Notice anything wrong? Obviously, no one mentioned that over 10% of the country uses Firefox, including what might be a disproportionate number of the users who might use a download service like this. Of course, we are talking about Wal-Mart customers…

I sure hope that someone loses their job over this – this is sloppy and a REALLY poor example of what happens when you don’t do proper QA (or use qualified designers). I could go to town on the code itself, but could I really do worse than what they already show here?


4 Responses to “Why You Don’t Skimp on QA

  • hahaha…idiots. I’ll have to open it up in Opera and Safari on da Mac and see how bad it looks there!

  • I tested with Opera, and it actually works. It’s just Firefox that is chocking on all of that IE-specific .jsp goodness.

  • Wow, usually things don’t break *that* catastrophically across browsers.

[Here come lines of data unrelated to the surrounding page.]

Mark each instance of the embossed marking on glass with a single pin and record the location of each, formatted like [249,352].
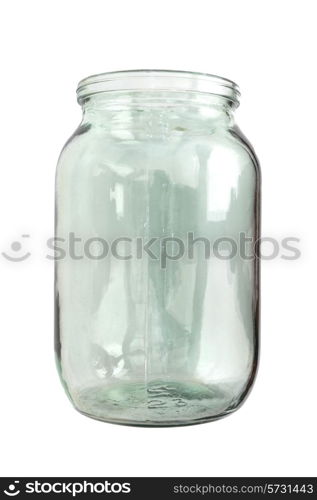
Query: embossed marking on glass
[153,340]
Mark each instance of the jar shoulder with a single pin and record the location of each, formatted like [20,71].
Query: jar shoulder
[90,146]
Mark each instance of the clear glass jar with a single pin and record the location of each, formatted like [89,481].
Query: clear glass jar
[156,303]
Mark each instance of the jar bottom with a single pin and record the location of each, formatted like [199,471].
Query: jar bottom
[155,404]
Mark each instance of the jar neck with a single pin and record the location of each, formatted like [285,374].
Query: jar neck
[160,110]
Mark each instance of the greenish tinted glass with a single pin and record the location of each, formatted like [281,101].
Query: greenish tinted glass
[156,304]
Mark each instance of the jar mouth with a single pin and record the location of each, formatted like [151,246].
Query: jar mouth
[161,80]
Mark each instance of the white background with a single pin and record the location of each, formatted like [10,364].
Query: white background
[269,49]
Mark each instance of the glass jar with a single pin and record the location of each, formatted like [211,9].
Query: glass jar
[157,218]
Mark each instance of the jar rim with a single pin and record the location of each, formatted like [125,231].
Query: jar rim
[156,79]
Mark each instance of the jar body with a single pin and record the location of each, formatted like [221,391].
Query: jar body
[156,308]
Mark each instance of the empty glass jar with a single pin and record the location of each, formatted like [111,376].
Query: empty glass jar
[157,218]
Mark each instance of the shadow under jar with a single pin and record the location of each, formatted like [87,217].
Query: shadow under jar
[157,215]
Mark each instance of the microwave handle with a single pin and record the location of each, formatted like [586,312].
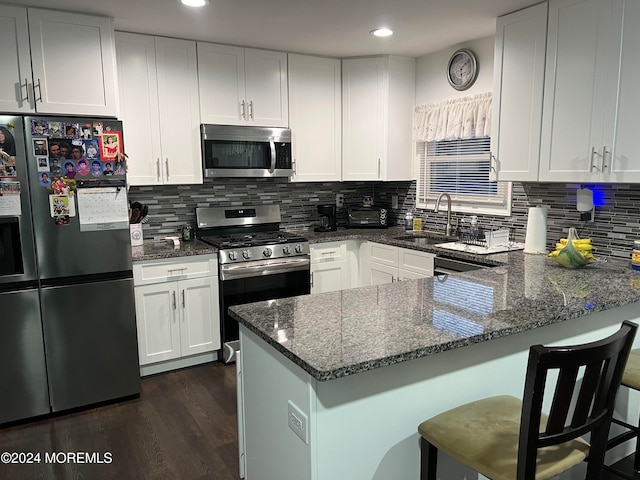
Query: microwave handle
[272,145]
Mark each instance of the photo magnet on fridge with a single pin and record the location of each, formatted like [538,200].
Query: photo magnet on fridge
[39,127]
[55,129]
[40,147]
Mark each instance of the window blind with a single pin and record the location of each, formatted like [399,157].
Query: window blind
[462,169]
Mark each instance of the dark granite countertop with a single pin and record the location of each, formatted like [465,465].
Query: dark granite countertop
[336,334]
[154,250]
[390,237]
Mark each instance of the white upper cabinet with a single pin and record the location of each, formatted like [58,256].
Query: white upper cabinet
[623,165]
[16,94]
[158,90]
[580,52]
[63,63]
[591,103]
[378,103]
[41,49]
[242,86]
[518,78]
[315,117]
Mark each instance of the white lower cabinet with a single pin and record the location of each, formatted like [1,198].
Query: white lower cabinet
[177,310]
[388,264]
[334,266]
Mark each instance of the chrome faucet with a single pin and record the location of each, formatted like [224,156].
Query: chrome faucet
[448,228]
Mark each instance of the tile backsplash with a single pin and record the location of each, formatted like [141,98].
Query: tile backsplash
[616,226]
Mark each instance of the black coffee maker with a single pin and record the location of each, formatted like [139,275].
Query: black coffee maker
[327,219]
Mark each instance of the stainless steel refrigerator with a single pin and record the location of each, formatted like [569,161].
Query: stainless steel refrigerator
[68,332]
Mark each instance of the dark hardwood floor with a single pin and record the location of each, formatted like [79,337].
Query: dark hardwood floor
[183,426]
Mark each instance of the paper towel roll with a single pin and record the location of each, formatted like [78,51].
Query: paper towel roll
[536,238]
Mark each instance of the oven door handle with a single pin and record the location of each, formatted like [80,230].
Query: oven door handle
[263,267]
[443,271]
[272,146]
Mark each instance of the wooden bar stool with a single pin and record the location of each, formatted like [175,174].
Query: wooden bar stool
[504,438]
[630,379]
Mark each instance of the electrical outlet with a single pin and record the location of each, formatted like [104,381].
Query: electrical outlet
[587,216]
[298,422]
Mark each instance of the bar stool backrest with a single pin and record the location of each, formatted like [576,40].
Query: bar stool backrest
[578,405]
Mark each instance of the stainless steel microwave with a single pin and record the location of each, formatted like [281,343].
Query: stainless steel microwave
[245,151]
[367,217]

I’m actually impressed with their incompetence.

    Unfortunately, the reality is that a large number of Web designers/developers only test on IE — including a coworker of mine. He has started testing on Firefox now, but he really has no idea how to implement things in a cross-browser/platform way. I use Firefox as my primary browser, and you can bet my code gets tested on everything I have access to — but my programming experience has all been with that in mind. It’s almost a cultural thing.

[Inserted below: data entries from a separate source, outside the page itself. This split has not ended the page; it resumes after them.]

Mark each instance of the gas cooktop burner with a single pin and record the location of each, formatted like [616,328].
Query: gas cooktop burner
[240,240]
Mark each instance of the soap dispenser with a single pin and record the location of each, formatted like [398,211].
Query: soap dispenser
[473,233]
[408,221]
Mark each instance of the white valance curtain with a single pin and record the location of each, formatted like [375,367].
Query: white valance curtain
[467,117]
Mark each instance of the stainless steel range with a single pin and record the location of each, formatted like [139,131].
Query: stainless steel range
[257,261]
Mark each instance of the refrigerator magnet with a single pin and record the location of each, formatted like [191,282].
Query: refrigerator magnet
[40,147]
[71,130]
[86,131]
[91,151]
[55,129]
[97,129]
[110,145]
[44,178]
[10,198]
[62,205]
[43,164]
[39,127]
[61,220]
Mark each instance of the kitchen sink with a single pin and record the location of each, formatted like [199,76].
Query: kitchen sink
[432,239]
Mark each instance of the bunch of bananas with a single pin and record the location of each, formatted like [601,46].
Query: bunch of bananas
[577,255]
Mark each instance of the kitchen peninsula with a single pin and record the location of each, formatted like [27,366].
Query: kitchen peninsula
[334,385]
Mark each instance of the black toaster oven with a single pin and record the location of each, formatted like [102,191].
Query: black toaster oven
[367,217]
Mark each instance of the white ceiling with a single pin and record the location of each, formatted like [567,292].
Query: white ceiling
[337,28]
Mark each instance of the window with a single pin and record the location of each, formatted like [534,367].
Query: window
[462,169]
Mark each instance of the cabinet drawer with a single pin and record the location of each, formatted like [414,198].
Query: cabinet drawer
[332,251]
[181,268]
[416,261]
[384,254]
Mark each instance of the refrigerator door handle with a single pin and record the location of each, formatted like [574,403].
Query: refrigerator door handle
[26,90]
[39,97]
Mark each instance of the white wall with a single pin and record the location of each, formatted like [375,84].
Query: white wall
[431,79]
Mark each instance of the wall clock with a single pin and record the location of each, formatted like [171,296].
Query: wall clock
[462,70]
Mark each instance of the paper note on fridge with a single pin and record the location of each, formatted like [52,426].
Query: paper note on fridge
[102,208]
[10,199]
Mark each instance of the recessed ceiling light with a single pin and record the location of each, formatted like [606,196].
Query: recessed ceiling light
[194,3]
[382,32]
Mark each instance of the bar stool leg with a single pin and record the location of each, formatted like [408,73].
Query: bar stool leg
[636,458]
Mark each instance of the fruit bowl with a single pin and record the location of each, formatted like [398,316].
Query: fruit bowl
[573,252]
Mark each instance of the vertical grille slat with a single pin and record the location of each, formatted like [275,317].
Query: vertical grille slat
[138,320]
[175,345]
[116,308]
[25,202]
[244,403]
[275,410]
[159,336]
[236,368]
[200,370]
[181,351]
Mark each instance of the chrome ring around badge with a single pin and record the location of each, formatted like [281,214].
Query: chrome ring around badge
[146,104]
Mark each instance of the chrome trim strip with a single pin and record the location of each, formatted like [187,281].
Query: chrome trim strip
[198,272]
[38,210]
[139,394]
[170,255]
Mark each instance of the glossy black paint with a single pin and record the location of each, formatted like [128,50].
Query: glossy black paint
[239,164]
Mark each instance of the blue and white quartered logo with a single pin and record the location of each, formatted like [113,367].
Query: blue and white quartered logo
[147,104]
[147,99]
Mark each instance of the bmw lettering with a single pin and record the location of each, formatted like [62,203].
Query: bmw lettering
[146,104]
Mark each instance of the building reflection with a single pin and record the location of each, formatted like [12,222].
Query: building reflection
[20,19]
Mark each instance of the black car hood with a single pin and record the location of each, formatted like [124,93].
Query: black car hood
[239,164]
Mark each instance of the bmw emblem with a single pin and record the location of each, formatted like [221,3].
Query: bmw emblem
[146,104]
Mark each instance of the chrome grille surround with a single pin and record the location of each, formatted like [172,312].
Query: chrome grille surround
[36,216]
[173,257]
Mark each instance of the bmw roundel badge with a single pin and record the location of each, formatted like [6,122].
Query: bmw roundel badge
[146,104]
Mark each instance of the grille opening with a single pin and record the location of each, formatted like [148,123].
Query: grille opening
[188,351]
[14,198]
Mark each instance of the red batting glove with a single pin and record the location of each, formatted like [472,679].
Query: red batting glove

    I like the way you call Firefox “modern,” meaning IE must be … well, something else.

  • Michael – the ‘modern’ thing is something I picked up from other usability zealots, usually as a way to differentiate from IE5.x and 6.

    As for cross-testing, I’ve found that BrowserCam offers a great service to see how your sites work in other browsers, although it can be kind of expensive for the freelancer ($40/month), especially if you aren’t doing a lot of new sites.

    As for the Wal-Mart thing, I too was amazed at how bad it broke, particularly when it worked fairly well in Opera.